3.4 Criticisms and reviews
As mentioned earlier there have been a number of reviews in relation to the interpretation and drafting of legislation. Some of these (the Renton Committee 1975) helped to inform the general interpretation Acts of the Scottish (Interpretation and Legislative Reform (Scotland) 2010) and UK Parliaments (Interpretation Act 1978 and its predecessor the Interpretation Act 1889). Others have been partially implemented whilst the observations of some remain relevant today. Box 9 contains some of the observations made in a 1969 report.
Box 10 Observations of the Scottish Law Commission and Law Commission 1969
It is evident that a programme of law reform, which must necessarily use the instrument of legislation, depends for its successful realisation on the interpretation given by the courts to the enactments in which the programme is embodied. The rules of statutory interpretation, although individually reasonably clear, are often difficult to apply, particularly where they appear to conflict with one another and when their hierarchy of importance is not clearly established. The difficulty which faces the courts may be enhanced by present limitations on the means, other than reference to the actual text of the statute, for ascertaining the intention of the legislature.
It is self-evident that in order to understand a statute a court has to take into account many matters which are not to be found within the statute itself. Legislation is not made in a vacuum, and a judge in interpreting it is able to take judicial notice of much information relating to legal, social, economic and other aspects of the society in which the statute is to operate. We do not think it would serve a useful purpose to attempt to provide comprehensive legislative directives as to these factors. […]
Take a few moments and reflect on the literal rule you learnt about earlier. Think about what this rule indicates about the relationship between Parliament and the judiciary. Some criticism is made about the way in which the rules of interpretation are used. The judiciary is interpreting the meaning of Parliament. In doing so some commentators believe that the judiciary is usurping the role of Parliament.

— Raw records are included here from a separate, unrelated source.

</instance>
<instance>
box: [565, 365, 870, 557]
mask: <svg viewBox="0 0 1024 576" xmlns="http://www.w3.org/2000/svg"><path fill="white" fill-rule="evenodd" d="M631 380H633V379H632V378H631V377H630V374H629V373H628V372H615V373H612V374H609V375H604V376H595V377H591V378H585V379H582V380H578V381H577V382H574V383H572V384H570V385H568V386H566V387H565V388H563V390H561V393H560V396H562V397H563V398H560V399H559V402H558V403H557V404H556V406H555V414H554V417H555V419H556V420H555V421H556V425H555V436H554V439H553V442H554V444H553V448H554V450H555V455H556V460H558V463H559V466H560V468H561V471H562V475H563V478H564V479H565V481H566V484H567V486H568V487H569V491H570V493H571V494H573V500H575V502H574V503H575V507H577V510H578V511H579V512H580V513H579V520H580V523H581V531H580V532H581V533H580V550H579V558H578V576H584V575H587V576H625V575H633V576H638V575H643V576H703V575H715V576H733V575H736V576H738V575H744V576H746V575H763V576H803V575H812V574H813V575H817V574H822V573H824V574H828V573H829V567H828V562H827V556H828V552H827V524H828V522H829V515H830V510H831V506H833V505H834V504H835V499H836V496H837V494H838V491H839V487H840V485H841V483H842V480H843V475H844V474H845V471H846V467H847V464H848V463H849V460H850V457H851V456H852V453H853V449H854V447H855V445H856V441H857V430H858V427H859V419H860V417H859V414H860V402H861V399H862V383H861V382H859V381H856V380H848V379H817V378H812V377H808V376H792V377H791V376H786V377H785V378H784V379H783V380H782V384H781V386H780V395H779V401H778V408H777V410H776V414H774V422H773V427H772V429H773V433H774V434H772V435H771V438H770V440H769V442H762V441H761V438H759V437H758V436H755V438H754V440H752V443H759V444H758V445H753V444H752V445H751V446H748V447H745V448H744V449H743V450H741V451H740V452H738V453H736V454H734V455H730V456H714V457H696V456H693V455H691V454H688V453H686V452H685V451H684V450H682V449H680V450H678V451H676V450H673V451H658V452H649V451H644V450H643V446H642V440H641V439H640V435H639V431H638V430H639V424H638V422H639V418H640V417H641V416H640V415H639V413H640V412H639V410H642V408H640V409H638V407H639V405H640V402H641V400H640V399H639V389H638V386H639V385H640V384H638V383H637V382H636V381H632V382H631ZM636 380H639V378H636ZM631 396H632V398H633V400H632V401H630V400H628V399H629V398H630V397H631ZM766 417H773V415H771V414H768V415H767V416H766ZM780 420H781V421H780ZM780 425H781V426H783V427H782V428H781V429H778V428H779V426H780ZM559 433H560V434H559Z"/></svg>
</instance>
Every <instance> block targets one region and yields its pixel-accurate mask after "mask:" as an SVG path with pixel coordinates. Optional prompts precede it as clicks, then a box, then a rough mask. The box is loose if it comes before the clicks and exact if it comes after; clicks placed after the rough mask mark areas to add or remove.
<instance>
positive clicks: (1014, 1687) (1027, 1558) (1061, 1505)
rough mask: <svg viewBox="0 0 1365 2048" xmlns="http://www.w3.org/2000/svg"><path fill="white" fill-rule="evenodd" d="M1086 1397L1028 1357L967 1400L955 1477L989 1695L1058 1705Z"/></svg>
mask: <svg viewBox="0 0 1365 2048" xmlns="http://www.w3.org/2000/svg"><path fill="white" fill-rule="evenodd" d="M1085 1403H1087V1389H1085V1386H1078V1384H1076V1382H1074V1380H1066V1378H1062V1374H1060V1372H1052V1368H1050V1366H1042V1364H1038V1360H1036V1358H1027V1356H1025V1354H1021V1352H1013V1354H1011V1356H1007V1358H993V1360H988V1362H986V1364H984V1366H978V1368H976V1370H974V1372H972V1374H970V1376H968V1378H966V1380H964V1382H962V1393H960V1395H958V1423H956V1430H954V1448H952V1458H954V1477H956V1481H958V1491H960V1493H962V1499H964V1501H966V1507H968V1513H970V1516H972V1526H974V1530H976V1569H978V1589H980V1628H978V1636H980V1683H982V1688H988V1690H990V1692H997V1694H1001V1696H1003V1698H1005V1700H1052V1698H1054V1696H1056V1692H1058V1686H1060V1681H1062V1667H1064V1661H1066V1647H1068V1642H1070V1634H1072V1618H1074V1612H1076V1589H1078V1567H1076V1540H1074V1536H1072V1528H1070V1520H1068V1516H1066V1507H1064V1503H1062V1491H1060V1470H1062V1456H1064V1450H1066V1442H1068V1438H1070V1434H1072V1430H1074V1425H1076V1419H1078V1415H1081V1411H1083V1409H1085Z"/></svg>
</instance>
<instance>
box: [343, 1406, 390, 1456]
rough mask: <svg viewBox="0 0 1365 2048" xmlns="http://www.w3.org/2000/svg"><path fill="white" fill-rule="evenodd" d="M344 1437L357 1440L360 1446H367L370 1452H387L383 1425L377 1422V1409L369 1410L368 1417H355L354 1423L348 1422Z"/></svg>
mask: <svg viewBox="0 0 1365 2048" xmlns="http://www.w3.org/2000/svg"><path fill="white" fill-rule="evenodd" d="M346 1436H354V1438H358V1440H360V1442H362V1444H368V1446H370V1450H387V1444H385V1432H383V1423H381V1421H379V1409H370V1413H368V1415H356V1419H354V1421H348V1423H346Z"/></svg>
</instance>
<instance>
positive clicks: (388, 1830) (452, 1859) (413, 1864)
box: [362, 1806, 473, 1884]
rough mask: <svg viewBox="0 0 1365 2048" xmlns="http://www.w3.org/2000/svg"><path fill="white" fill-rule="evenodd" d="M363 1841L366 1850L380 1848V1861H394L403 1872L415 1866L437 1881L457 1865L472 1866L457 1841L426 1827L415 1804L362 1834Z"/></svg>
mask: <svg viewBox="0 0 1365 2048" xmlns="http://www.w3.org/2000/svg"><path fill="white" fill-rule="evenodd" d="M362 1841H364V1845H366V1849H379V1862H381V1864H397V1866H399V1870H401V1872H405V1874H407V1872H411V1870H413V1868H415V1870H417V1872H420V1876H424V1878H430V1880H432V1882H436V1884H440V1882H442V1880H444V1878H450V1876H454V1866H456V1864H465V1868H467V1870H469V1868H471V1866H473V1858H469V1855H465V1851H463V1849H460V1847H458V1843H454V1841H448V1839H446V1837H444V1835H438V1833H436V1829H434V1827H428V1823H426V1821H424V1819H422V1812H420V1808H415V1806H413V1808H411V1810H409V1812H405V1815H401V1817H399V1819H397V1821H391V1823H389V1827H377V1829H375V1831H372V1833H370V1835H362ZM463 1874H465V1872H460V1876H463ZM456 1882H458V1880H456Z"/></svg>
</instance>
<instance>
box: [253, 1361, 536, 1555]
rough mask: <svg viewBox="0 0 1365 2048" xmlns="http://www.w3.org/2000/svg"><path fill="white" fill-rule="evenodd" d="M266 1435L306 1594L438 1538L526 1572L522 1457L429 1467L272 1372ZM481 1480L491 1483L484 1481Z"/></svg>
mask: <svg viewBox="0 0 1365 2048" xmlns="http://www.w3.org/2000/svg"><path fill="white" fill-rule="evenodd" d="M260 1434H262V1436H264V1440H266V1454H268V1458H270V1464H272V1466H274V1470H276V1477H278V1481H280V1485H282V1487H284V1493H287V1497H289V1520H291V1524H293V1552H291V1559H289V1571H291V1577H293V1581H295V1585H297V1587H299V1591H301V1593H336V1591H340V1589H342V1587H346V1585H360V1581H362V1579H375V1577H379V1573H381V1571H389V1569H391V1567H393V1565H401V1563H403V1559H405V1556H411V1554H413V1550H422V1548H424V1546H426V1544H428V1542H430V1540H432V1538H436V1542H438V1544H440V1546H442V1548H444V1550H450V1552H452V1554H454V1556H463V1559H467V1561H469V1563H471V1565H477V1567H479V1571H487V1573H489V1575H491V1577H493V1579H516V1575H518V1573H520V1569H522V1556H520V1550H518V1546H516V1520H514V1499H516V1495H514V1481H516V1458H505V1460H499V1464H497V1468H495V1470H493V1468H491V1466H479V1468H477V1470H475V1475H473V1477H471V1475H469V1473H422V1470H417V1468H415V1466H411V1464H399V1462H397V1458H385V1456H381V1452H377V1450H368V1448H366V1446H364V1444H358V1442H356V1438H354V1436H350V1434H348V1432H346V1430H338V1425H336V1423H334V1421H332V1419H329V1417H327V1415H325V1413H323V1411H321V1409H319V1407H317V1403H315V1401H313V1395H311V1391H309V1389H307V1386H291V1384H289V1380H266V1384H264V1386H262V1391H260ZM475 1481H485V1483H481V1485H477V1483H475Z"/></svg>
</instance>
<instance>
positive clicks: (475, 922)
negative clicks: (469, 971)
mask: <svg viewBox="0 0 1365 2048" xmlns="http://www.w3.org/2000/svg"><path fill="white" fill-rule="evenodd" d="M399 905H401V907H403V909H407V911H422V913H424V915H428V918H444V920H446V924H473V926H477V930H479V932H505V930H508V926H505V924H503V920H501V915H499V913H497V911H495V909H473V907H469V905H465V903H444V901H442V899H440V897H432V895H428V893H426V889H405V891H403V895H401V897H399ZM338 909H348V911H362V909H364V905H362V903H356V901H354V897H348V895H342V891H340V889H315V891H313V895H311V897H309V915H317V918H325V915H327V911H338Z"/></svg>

You explore the relationship between Parliament and the judiciary in later weeks.
The literal rule constitutionally respects the right of Parliament to make any laws it wishes no matter how absurd they may seem. However, the judiciary has tended to overemphasise the literal meaning of statutory provisions without giving due weight to their meaning in a wider context. The use of this rule can sometimes lead to absurdities and loopholes which can be exploited by an unmeritorious pursuer.